COSTA MESA — Many nights she sipped tea and listened to other parents complain.
They questioned the academic rigor of Adams Elementary, the school just down the block. Some told rumors of Spanish speakers slowing down instruction, and students from the city's Westside interrupting teachers and classmates.
Her goal those nights was to sway them, to convince her neighbors that the place she sent her children to every day was safe and enriching. Many were already convinced, though, that Adams was a threat to their children's education.
Jennifer Knapp and a handful of other parents have kept their children at public schools that serve Costa Mesa's Mesa Verde neighborhood, despite many families fleeing to private schools and public schools in neighboring Huntington Beach. They remain, they say, because the teachers are talented, their children benefit from diverse classmates, and they believe in the concept of neighborhood schools.
"When you're a part of a school in your community, you're more tied in," said Knapp, who now advocates for Estancia High School, where her youngest attends. She imagines, with more Mesa Verde families going to community schools, "the stronger our neighborhood could be."
Many leave their neighborhood's Newport-Mesa Unified School District campuses — Adams, TeWinkle Intermediate School and Estancia High — because they believe students learning English will be a drag on their children who are already fluent. In defense, Adams educators say they have "differentiated education," for their 460 pupils; teachers simultaneously help the remedial students and challenge the advanced students.
The principal, 34-year-old Gabe Del Real, stresses that his teachers can push high-performers.
"Absolutely, we need to address their needs as much as any student who is performing below grade level, and that is something that we do," he said, his office wall lined with children's books ranging from"Where the Wild Things Are"to "Diary of a Wimpy Kid."
But even some education professionals admit differentiation isn't always effective. They say some teachers lack training, and even the best trained find difficulty simultaneously pushing both advanced students and those still getting up to grade level.
"I think teachers can teach efficiently at both levels, but many teachers are not equipped to do that," said Eunice Pimentel, a team leader at Families and Schools Together (FAST), a Wisconsin-based global nonprofit that works locally with Westside parents. "While it can be done in a perfect world, it's not happening now."
Pimentel believes bilingual education, which is generally prohibited in California schools, is a better model.
Still, the holdout parents insist any student can excel at these schools.
"I have never had any doubts at all that they are getting the best education possible," said Julie Alighee, a PTA board member and a parent of an Adams student who spoke during a "community information night" designed to promote Adams to Mesa Verde parents.
She and other Mesa Verde mothers climbed the stage in Adams' multipurpose room and talked about how satisfied they were with the teachers and the school's offerings.

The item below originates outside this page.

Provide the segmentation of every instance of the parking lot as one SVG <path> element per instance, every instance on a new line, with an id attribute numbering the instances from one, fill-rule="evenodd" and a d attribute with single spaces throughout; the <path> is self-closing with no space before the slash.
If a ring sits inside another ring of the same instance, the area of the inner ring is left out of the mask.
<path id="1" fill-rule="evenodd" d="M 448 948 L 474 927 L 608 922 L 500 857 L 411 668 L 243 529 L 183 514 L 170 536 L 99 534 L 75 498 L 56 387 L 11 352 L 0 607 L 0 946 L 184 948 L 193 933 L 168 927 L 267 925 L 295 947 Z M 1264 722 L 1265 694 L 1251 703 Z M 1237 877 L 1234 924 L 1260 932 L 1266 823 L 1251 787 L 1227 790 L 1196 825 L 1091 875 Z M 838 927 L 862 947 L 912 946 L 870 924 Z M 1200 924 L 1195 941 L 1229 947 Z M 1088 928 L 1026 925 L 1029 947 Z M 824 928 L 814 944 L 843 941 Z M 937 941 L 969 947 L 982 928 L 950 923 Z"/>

Dora Danesi, whose son Jackson will be starting sixth grade there, agrees.
"I do feel he is challenged," she said.
Jackson scored perfectly on a state standardized math test, she said, and he participates in programs designed for advanced students.
Another mother, Mella Hume, says her son Max excelled once his Adams teacher identified his reading strengths.
Max attended Christ Lutheran School in Costa Mesa before the family moved to Mesa Verde, but they decided to give Adams a shot when they met some satisfied parents in a youth soccer league. He had been struggling in reading at Christ Lutheran and the family had to pay more for tutoring, but as soon as he started at Adams his teacher realized his problem and Max outshined his past performance.